Recovery Tips Post Challenges

Recovery Tips Post Challenges

Post-marathon/ultra recovery is kind of like a box of chocolates. Now I state here a marathon or ultra, but the recovery tips can be used for any kind of high intensity session which you have over exerted yourself beyond the norm, and just like chocolate, you never know what you’re going to get. There are a host of variables that can affect your recovery, such as the intensity of the race, the elements, your health, and the training season. Everyone is different, but there are several post-challenge recovery strategies you canemploy that will aid in speeding up the rate of recovery so you’re not stuck limping around and avoiding stairs all week.

 

JUST KEEP WALKING

Cross the finish line, finished the game etc. get your medal, take a picture, and keep walking. Although the first instinct may be to drop to your knees and thank the gods that you’ve finished, that isn’t the best way to go. Think about it: You’ve just asked your body to run 42+ km. It’s still in marathon mode when you finish and greatly needs to transition back to normal life.
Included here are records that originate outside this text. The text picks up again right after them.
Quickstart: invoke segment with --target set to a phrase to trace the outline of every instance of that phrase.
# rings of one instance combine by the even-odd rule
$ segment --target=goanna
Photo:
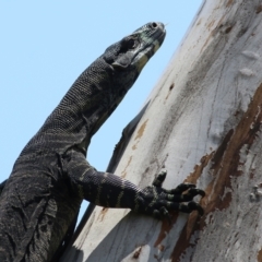
[[[153,186],[140,189],[116,175],[97,171],[85,158],[93,134],[122,100],[165,35],[162,23],[148,23],[108,47],[24,147],[0,198],[0,261],[51,261],[72,230],[83,199],[158,217],[168,217],[172,210],[203,212],[192,199],[204,192],[193,184],[165,190],[162,174]]]

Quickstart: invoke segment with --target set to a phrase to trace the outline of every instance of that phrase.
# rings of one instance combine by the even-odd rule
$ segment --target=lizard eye
[[[129,39],[127,44],[129,49],[133,49],[138,46],[138,41],[135,41],[133,38]]]

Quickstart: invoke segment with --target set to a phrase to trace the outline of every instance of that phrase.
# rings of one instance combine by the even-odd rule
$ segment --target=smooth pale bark
[[[116,174],[145,187],[165,166],[204,216],[96,207],[63,261],[262,261],[262,2],[204,1],[146,103]]]

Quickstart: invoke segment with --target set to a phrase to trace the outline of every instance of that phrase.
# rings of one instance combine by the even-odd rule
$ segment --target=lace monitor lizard
[[[73,83],[0,184],[0,261],[53,261],[71,236],[81,202],[131,209],[156,217],[190,213],[204,191],[182,183],[166,190],[162,172],[144,189],[86,162],[93,134],[116,109],[166,35],[147,23],[109,46]],[[183,202],[183,203],[181,203]],[[184,203],[188,202],[188,203]]]

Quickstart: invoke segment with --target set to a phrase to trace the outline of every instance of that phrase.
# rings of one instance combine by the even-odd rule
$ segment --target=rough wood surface
[[[142,187],[165,166],[205,215],[96,207],[63,261],[262,261],[261,28],[259,0],[204,1],[116,169]]]

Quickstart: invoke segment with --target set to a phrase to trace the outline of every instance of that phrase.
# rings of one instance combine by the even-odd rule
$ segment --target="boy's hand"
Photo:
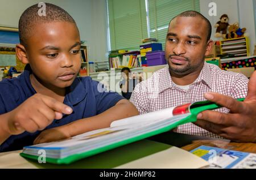
[[[71,137],[67,126],[52,128],[42,132],[34,141],[34,144],[51,142]]]
[[[62,118],[63,113],[69,114],[72,112],[72,108],[68,106],[37,93],[9,113],[6,131],[16,135],[24,131],[34,132],[42,130],[55,119]]]

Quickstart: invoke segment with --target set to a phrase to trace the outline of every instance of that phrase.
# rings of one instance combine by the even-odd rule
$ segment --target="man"
[[[231,112],[226,114],[204,111],[197,115],[196,125],[225,138],[256,142],[256,71],[251,76],[248,94],[243,102],[216,93],[208,93],[205,97],[228,108]]]
[[[168,66],[139,84],[131,97],[141,114],[204,100],[207,92],[234,98],[246,96],[245,76],[205,63],[213,46],[211,31],[209,20],[196,11],[184,12],[171,20],[165,46]],[[229,112],[224,108],[217,110]],[[191,123],[179,126],[177,132],[221,138]]]

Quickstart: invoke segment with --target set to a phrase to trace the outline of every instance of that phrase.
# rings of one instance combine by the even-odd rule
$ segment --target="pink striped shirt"
[[[138,84],[130,101],[140,114],[162,109],[205,100],[207,92],[216,92],[235,98],[245,97],[249,79],[243,74],[221,70],[218,66],[205,62],[197,79],[184,91],[174,84],[167,66],[153,74],[147,80]],[[218,112],[228,113],[222,108]],[[192,123],[178,127],[177,132],[210,138],[221,138]]]

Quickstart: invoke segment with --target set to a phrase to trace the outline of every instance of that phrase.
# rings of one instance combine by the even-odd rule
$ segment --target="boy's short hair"
[[[197,11],[186,11],[180,13],[180,14],[177,15],[177,16],[175,16],[174,18],[173,18],[170,22],[169,25],[171,24],[171,22],[172,22],[172,20],[177,17],[196,17],[197,16],[200,16],[201,18],[204,19],[205,21],[205,22],[207,23],[207,32],[208,32],[207,41],[208,41],[209,40],[210,38],[210,36],[212,35],[212,25],[210,24],[210,22],[207,18],[204,16],[203,15],[202,15],[201,13],[200,13]]]
[[[24,46],[27,45],[26,44],[27,38],[36,24],[52,22],[67,22],[76,24],[73,18],[62,8],[48,3],[44,4],[45,14],[39,14],[39,11],[42,7],[38,7],[38,4],[35,4],[27,8],[19,19],[19,42]]]

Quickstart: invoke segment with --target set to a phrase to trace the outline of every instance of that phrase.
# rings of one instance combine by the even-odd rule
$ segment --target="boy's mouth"
[[[61,75],[58,76],[57,78],[64,81],[68,81],[73,79],[75,75],[75,73],[73,72],[65,72]]]

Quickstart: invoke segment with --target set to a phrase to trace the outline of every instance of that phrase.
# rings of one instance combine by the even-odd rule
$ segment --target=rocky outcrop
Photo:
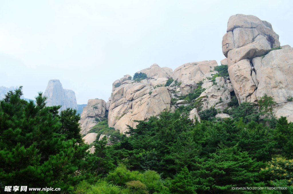
[[[141,72],[146,74],[148,77],[155,78],[169,78],[172,77],[173,70],[172,69],[168,67],[161,68],[157,64],[155,63],[149,68],[144,69],[137,73],[139,73]]]
[[[205,74],[213,71],[214,67],[217,66],[214,60],[186,63],[175,69],[172,77],[178,83],[188,84],[187,82],[191,81],[197,83],[202,81]]]
[[[200,117],[196,108],[194,108],[189,112],[189,119],[192,120],[194,123],[197,120],[200,123]]]
[[[97,139],[98,134],[96,133],[90,133],[86,134],[82,138],[84,140],[84,143],[88,144],[91,144],[96,141]]]
[[[16,88],[17,88],[16,87]],[[13,86],[10,86],[10,88],[6,88],[4,86],[0,86],[0,100],[2,100],[5,98],[5,95],[9,91],[14,91],[15,88]]]
[[[259,36],[261,35],[261,36]],[[255,40],[257,37],[258,38]],[[265,40],[269,43],[270,46],[271,48],[276,47],[280,46],[279,41],[279,35],[276,34],[273,30],[272,25],[266,21],[260,20],[257,17],[253,15],[246,15],[242,14],[238,14],[232,15],[228,21],[227,26],[227,33],[224,35],[222,42],[222,48],[223,54],[225,57],[228,58],[228,63],[229,59],[232,58],[233,55],[230,55],[231,56],[228,56],[229,52],[234,49],[240,48],[248,45],[250,43],[254,43],[247,47],[246,50],[249,52],[248,48],[251,48],[250,52],[249,52],[249,56],[250,58],[253,58],[256,56],[263,55],[260,53],[255,53],[253,54],[255,48],[260,46],[265,47],[266,43],[264,45],[259,43],[257,42],[263,40],[262,43],[265,41],[263,40],[263,37],[264,37]],[[255,45],[257,44],[258,46]],[[241,50],[246,50],[246,49]],[[239,53],[240,51],[239,51]],[[235,53],[236,51],[234,50],[232,53]],[[239,54],[241,53],[239,53]],[[246,53],[245,55],[247,55]],[[253,56],[253,55],[254,56]],[[241,57],[240,57],[241,58]],[[240,59],[240,60],[241,60]],[[235,62],[238,62],[236,61]]]
[[[74,92],[71,90],[63,89],[59,80],[50,80],[43,95],[48,98],[46,101],[47,106],[62,106],[60,111],[69,108],[76,109],[78,108]]]
[[[279,36],[271,24],[255,16],[231,16],[227,32],[222,48],[239,103],[255,102],[266,94],[277,103],[276,116],[293,120],[293,107],[287,100],[293,96],[293,49],[278,47]]]
[[[227,89],[225,79],[219,77],[216,78],[214,83],[211,83],[212,85],[206,88],[197,99],[200,99],[203,110],[214,107],[219,111],[222,111],[228,107],[228,103],[231,101],[230,92]]]
[[[134,120],[144,120],[169,110],[171,103],[166,87],[154,89],[148,84],[130,80],[115,88],[110,99],[108,123],[121,133],[127,131],[127,125],[135,127]]]
[[[91,129],[105,116],[106,102],[100,99],[88,100],[88,104],[84,107],[80,116],[81,133],[86,134]]]

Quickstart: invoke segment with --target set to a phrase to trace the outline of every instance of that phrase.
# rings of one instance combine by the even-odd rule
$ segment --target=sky
[[[0,0],[0,86],[33,99],[50,79],[77,103],[110,97],[112,84],[154,63],[174,70],[225,57],[229,17],[270,23],[293,46],[292,1]]]

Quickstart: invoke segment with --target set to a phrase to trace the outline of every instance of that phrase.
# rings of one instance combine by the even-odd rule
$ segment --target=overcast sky
[[[58,79],[78,104],[107,102],[115,80],[154,63],[219,64],[232,15],[270,22],[293,46],[292,1],[0,0],[0,86],[33,99]]]

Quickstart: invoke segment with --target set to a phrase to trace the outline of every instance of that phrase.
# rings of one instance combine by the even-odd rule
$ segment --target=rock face
[[[292,121],[293,105],[287,99],[293,97],[293,49],[289,46],[277,49],[280,46],[270,24],[243,14],[230,17],[222,42],[239,103],[254,102],[266,94],[277,103],[276,116]]]
[[[255,40],[255,39],[259,35],[261,36],[259,37],[258,40]],[[269,22],[260,20],[253,15],[242,14],[232,15],[229,18],[227,33],[223,37],[222,42],[223,54],[228,58],[229,61],[229,57],[228,54],[230,50],[258,41],[259,39],[263,39],[262,37],[265,38],[271,48],[280,46],[279,35],[274,32],[272,25]],[[255,44],[256,43],[255,43]],[[258,55],[260,54],[256,53],[255,54]]]
[[[78,109],[74,92],[71,90],[63,89],[59,80],[51,79],[49,81],[43,95],[48,97],[46,101],[47,106],[62,105],[60,111],[69,108]]]
[[[197,83],[205,78],[205,74],[213,71],[214,67],[217,66],[214,60],[186,63],[175,69],[172,77],[178,82],[188,84],[187,82],[191,81]]]
[[[100,118],[105,116],[106,102],[100,99],[88,100],[88,104],[84,108],[80,116],[81,133],[86,134],[100,121]]]
[[[172,69],[168,67],[161,68],[157,64],[155,63],[149,68],[144,69],[137,73],[139,73],[141,72],[145,74],[149,77],[154,78],[170,78],[172,77],[173,70]]]
[[[109,108],[108,123],[120,132],[127,131],[126,125],[135,127],[135,120],[145,120],[169,110],[171,95],[166,87],[154,89],[149,85],[126,81],[112,94]]]
[[[96,141],[98,134],[96,133],[90,133],[86,134],[82,138],[84,140],[84,143],[88,144],[91,144]]]
[[[17,87],[16,87],[17,88]],[[0,86],[0,100],[5,98],[5,95],[10,91],[14,91],[15,88],[13,86],[6,88],[4,86]]]

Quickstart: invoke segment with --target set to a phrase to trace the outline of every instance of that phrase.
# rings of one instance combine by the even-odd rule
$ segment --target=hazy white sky
[[[23,85],[33,99],[58,79],[78,104],[106,102],[114,81],[154,63],[219,64],[237,13],[270,22],[281,45],[293,46],[292,2],[0,0],[0,86]]]

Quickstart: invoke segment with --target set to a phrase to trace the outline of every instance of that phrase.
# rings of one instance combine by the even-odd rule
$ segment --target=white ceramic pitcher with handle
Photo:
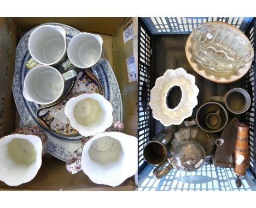
[[[0,181],[9,186],[30,181],[42,164],[47,136],[37,126],[22,126],[0,139]]]

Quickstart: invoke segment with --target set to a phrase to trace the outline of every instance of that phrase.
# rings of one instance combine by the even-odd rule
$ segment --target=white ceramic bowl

By walking, your heart rate gradually drops, the circulation diverts back to its resting state and flushes lactic acid from the muscles. Walk at least 10 to 15 minutes—back to your car, hotel, or cab to downshift gently. The last marathon I did, my friends made me walk another mile so they could get the car, I hated them at the time but it really helped!

EAT, DRINK, AND BE MERRY

Eat a small snack within the first 30 to 60 minutes postrace. Save the big meal for later in the day when your appetite returns, and you can enjoy that celebration. The time immediately after the race is more about getting in about 200 to 300 easily-digestible calories from carbohydrates and protein to maintain blood sugar levels, replenish muscle glycogen, and repair muscle tissue.

Half of a turkey sandwich, carrots, and almond butter or crisps will do the trick. If it’s a hot race, try a liquidrecovery drink. Try the 80Noir Ultra Chocolate recovery drink (made hot initially then popped in the fridgeand believe me is delicious to have straight after a race - perfect carb/protein ratio for recovery as well!). If it’s cold, soup gets the job done. Continue to nibble on balanced snacks and meals that are made up of a 3:1 or 4:1 ratio of carbs to protein all day. Sip fluids throughout the day to rehydrate.

If possible, soak in a cold water or ice bath for five to 10 minutes and consider wearing compression tights.Both can aid in decreasing inflammation in your legs and speed the rate of healing.

 

GET A LEG UP
Take five to 10 minutes to do the yoga pose, “Legs Up on the Wall,” or Viparita Karani. It reverses circulation to refresh your legs, gently stretches the lower body muscles, and is a great way to internally celebrate your race (especially when wearing your medal).

 

STRETCH, ROLL, AND MASSAGE
Wait at least two to six hours after the race to stretch and foam roll and at least 24 hours for a massage. This allows your muscles time to replenish fluids and energy lost and recover from the demands of the race.

 

GIVE YOURSELF A BREAK
One of the most common mistakes runners make is running too soon after a marathon. Think of the marathon like a car accident (pleasant, huh?). Your body has been through a tough season of training and26.2 miles on the road. The best way to recover is not to do more damage by going out for a run the next day (that is your ego talking).

Take the day to celebrate. Schedule a massage and do some light walking and stretching. Or tear a page from the women’s world record holder Paula Radcliffe‘s book and take a month off to recover, do yoga, and cross train.

For guidance, try this four-week plan:
Week 1: Cross-train, rest, and test the waters. Invest the first week in short, light effort, low-impact cross-training activities that will boost circulation, warm your muscles, and aid in the healing journey (think: walking, cycling, swimming, or yoga). If all feels well later that week, run a short, easy-effort run (30 minutes) to test the waters.
Week 2: Run short and easy.

If things still hurt, keep cross-training and let it simmer. If you feel good, start back to your normal running frequency in week two, but keep the effort easy and the distance shorter (30 to 60 minutes).

Week 3: Run longer and a little faster.

If things are still going well and your body feels good, ease back into distance and intensity in week three.

Week 4: Return to regular volume or training. Now that you’ve slowly got your body back into a regular running routine, you can return to your pre-marathon schedule if you feel good. If you’re running multiple races in one season it is vital to invest in optimal recovery time.

Celebrate your achievement, book the next race if you so feel inclined but one thing for certain. Give your body the time it needs to recover.